Washington, like many other states, fell prey in the late 1990s to scientifically unsound medical advice that encouraged doctors to prescribe opioids to people with chronic pain. Doctors were told that tolerance to the drug wasn’t a problem and that if patients did develop tolerance, they should be given a higher dosage of the drug, Franklin said. Drug company advocates lobbied state legislators to make the painkillers more available.

“By about 1990 or so, at least 20 states, probably more than that, passed new laws and regulations and policies that moved each state from a near prohibition of opioid for chronic pain to really dosing without any guidance whatsoever,” Franklin said.

Washington’s regulation, which is similar to Montana rules written in 2002, was worded in a way that no disciplinary action could be taken against a physician based on the number of opioids dispensed.

 “Your disciplinary board would have a hard time doing something about a doctor who was even handing out bags of opioids because of this language,” Franklin said.

In 2009, Montana updated its guidance for physicians, but still included a passage that explicitly stated doctors should not fear prosecution for prescribing the painkillers.

In the meantime, drug companies coined the phrase “pseudo-addiction,” as they continued to pedal their product, Franklin said. But evidence mounted that not only were the opioids addicting, they were also deadly.

Data shows 100 percent of people on opioids for at least three months have some degree of dependency, Franklin said. About 50 percent of those people will still be on opioids five years later. That percentage increases to 85 percent for people who have substantial mental health problems.

“Over 100,000 people in this country have died from this epidemic of

over-prescription of opioids in the past 15 years, compared to 58,000 people who died in Vietnam,” Franklin said. “This is probably the worst man-made epidemic in history.”

In April 2007 Washington became the very first state to advise against increasing the dosage of opioids prescribed to patients who developed tolerance to the medicine. A plethora of online resources for physicians were also released, Franklin said.

In 2010, specific dosing guidances and regulations were passed in the Washington state legislature. By 2012, the number of prescription opioids prescribed to people in the worker’s compensation program had gone down, and the number of people hospitalized because of overdoses also decreased.

The number of painkiller related deaths decreased by half in that two-year period.

Since 2012, the state of Washington has continued to roll out stricter regulations and specific guidance for physicians on how opioids should be used.

Franklin gave many suggestions on how Montana could improve its system, but at the crux of all of them was the idea of a top-down, multi-agency approach where all entities are working collaboratively on the same page.

Howlett said the Tribes are willing to work with the state on the issue.

Senator Johnathan Windy Boy said he would like to see he and Howlett chair a subcommittee to gather additional information about prescription abuse in Indian country.

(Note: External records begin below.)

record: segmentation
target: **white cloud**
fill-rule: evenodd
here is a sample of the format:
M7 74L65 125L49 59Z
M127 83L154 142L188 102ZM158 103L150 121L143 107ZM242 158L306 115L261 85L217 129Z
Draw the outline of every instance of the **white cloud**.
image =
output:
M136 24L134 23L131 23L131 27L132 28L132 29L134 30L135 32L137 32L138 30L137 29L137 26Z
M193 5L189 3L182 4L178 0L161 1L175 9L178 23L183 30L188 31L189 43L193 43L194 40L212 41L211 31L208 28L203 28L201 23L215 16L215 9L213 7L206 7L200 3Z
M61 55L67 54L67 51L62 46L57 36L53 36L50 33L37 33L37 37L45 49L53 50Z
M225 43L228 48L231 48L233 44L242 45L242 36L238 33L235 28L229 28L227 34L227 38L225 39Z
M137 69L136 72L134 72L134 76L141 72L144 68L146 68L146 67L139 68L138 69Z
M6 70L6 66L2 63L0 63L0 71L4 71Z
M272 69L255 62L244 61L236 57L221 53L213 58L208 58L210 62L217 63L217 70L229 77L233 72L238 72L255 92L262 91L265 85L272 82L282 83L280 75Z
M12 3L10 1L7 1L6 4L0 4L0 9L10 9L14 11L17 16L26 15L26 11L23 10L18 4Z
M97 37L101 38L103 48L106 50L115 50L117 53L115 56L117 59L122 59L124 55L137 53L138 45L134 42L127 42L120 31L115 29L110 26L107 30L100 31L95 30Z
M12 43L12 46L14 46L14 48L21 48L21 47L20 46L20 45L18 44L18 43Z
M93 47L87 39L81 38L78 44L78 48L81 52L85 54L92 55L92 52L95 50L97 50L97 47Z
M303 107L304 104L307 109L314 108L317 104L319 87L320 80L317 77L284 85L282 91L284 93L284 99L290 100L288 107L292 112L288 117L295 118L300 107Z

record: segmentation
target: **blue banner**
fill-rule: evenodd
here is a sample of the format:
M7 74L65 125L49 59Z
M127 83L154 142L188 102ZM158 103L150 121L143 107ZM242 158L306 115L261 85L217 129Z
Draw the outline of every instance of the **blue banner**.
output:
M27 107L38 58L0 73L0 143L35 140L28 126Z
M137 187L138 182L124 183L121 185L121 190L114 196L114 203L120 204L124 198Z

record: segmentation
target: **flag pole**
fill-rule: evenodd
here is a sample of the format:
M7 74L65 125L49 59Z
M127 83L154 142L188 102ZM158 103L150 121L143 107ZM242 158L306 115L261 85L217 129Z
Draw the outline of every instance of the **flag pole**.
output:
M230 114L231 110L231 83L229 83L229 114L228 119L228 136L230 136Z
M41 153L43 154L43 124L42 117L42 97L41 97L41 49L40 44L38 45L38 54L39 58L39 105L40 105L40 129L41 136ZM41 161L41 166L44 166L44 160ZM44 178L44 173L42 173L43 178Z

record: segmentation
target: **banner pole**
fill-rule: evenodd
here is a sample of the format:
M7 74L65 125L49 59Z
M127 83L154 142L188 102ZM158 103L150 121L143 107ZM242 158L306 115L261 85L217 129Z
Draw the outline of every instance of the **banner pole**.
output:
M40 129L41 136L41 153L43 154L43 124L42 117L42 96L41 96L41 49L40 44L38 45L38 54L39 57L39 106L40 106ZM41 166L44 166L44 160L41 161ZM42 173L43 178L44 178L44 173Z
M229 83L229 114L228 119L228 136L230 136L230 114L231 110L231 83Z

“It’s kind of like we’re on Mars and the tribes are on Venus,” Windy Boy said of cooperation between the state and its seven tribes in combating opioids.

On all but the Flathead and Rocky Boys Reservations, it may be more difficult to bring about change in policy because mental health and substance abuse services are administered by a broken Indian Health Service system, Howlett said. Local government often has little say in the priorities of those Indian Health Service programs, although they want to, Howlett said.

“I think there are people at the tribal level who desperately want to

address these problems,” Howlett said.

The committee has a few more months to gather information, before it makes recommendations for the next legislative session.

For Howlett, who has lost three immediate family members to the epidemic, moving forward is a personal victory.

“From a personal perspective this has been a 50-year quest of mine, to see the day come where we would begin to look at the laws in this state and the prescribing habits, and the unlimited accessibility to these drugs.”

The stakes are high, he noted.

“If we don’t do something about it, we’re going to lose a generation of people,” Howlett said.